The living years
Hallo, Max!
Du hast sicher recht, was Dich angeht. Es geht hier aber nicht
ums Sterben und Beerdigung, sondern darum, dieses Brett auch
für Jüngere attraktiv zu gestalten. Und mit Beerdigungsthemen
kannst Du sicher keinen 20Jährigen locken.
Ich finde das Thema durchaus interessant und auch relevant. Ich habe mit sehr viel Interesse gelesen, was andere bereits auf Beerdigungen erlebt haben und was sie sich vorstellen, das nach ihrem Tod mit dem Körper geschehen soll. Außerdem beschäftigt mich das Thema insofern durchaus, als dass zwischen Frühsommer 2001 und Spätsommer 2002 meine drei verbliebenen Großeltern gestorben sind und ich eine weitere Beerdigung im engsten Freundeskreis erlebt habe.
Ich habe mich bei drei von diesen vier Beerdigungen nicht recht mit dem zeremoniellen Ablauf der Beerdigung abfinden können, der sehr stark von christlichen Inhalten und Traditionen geprägt war. Ich hatte den Eindruck, dass eine große Inszenierung ablief, in der wenig Platz für Persönliches blieb.
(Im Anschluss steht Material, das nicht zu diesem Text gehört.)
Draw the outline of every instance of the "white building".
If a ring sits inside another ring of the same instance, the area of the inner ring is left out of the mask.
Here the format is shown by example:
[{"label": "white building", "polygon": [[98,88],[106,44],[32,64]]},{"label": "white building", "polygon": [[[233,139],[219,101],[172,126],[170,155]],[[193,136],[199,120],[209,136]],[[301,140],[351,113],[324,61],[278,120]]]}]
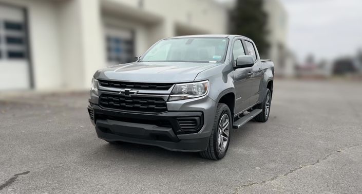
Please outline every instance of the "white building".
[{"label": "white building", "polygon": [[226,33],[212,0],[0,0],[0,90],[89,87],[163,38]]},{"label": "white building", "polygon": [[294,61],[287,48],[288,14],[279,0],[264,0],[264,9],[268,15],[267,29],[270,48],[268,57],[274,62],[275,75],[294,75]]}]

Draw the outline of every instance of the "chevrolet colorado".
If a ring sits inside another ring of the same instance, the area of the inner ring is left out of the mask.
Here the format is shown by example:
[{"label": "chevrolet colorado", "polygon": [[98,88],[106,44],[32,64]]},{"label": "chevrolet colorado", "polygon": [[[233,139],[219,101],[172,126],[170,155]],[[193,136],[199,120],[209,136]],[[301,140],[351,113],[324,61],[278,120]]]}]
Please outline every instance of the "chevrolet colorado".
[{"label": "chevrolet colorado", "polygon": [[223,157],[233,129],[265,122],[274,64],[237,35],[161,40],[133,63],[98,70],[88,111],[98,137]]}]

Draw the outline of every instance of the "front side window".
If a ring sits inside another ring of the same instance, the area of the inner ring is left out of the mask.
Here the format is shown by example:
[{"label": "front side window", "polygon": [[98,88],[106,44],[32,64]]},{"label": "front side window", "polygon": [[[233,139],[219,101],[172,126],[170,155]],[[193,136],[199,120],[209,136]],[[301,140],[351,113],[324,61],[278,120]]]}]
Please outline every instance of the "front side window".
[{"label": "front side window", "polygon": [[233,57],[234,57],[234,61],[236,62],[236,59],[243,55],[245,55],[244,47],[242,46],[241,40],[238,40],[235,41],[235,43],[234,44],[234,48],[233,48]]},{"label": "front side window", "polygon": [[247,55],[251,55],[253,57],[254,61],[256,60],[256,53],[255,52],[255,49],[254,48],[254,46],[253,43],[249,41],[245,41],[246,44],[246,47],[247,47]]},{"label": "front side window", "polygon": [[220,63],[225,59],[228,39],[181,38],[160,41],[141,59],[141,62],[173,61]]}]

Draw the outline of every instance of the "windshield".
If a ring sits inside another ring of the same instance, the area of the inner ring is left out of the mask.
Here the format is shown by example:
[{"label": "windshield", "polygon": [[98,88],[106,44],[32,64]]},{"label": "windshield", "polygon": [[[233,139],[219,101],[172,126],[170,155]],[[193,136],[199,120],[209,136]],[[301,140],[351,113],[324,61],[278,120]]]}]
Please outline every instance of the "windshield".
[{"label": "windshield", "polygon": [[163,40],[152,47],[140,62],[220,63],[225,59],[228,42],[228,39],[223,38]]}]

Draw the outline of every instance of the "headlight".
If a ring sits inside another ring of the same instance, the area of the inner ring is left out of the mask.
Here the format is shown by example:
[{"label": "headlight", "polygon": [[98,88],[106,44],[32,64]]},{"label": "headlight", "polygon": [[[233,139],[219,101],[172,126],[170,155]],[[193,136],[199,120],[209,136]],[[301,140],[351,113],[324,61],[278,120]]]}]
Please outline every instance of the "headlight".
[{"label": "headlight", "polygon": [[98,95],[98,80],[92,78],[92,82],[90,83],[90,91],[96,95]]},{"label": "headlight", "polygon": [[205,95],[208,90],[208,81],[176,84],[168,101],[184,100]]}]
Es war mehrfach sonnig und extrem heiß, Juli eben, und trotzdem durfte es in der konservativen Pfalz nur schwarze Kleidung sein. Wir schwitzten wie die Berserker, bis alle Trauergäste, von denen ich teilweise den Eindruck hatte, dass sie den Verstorbenen zu Lebzeiten kaum kannten, ihr Schäufelchen Sand versenkt hatten und mit einem halbdutzendfachen „Beileid …“ an der Familie vorbeigezogen waren. Doch man musste durchaus aufmerksam sein, da alle paar Minuten das Kreuzzeichen zu machen war. Noch besser wurde es im Gottesdienst, da die Kirche wider Erwarten stickig und brüllend heiß war, was der Pfarrer anscheinend nicht zur Kenntnis nahm und sich minutenlang in „Gott sei gepriesen“-Liedchen erging. Den Kredit, den er mit seiner sehr persönlichen und der langen Bekanntschaft mit der Familie angepassten Trauerrede verdient hatte, schmolz wie unsere Geduld. Da waren auch die Leidensfähigsten unter uns wirklich am Ende. Es mag ja sein, dass die Toten sehr kirchlich orientiert waren, aber ob wir ihnen einen Gefallen damit taten, stundenlang eine sture Zeremonie bei tropischen Temperaturen über uns ergehen zu lassen, die uns nicht interessierte, halte ich für fraglich. Es war halt so organisiert. Auch „halt so organisiert“ war der Schmaus danach, wo auf einmal noch mehr Leute als zuvor auftauchten, die die Dauer des Wortes „Beileid“ Trauer heuchelten und sich danach den Wanst mit Sahnetorte in fröhlicher Plauderrunde vollschlugen. Bevorzugt ältere Semester, denen die Einschläge auch schon näher zu kommen schienen.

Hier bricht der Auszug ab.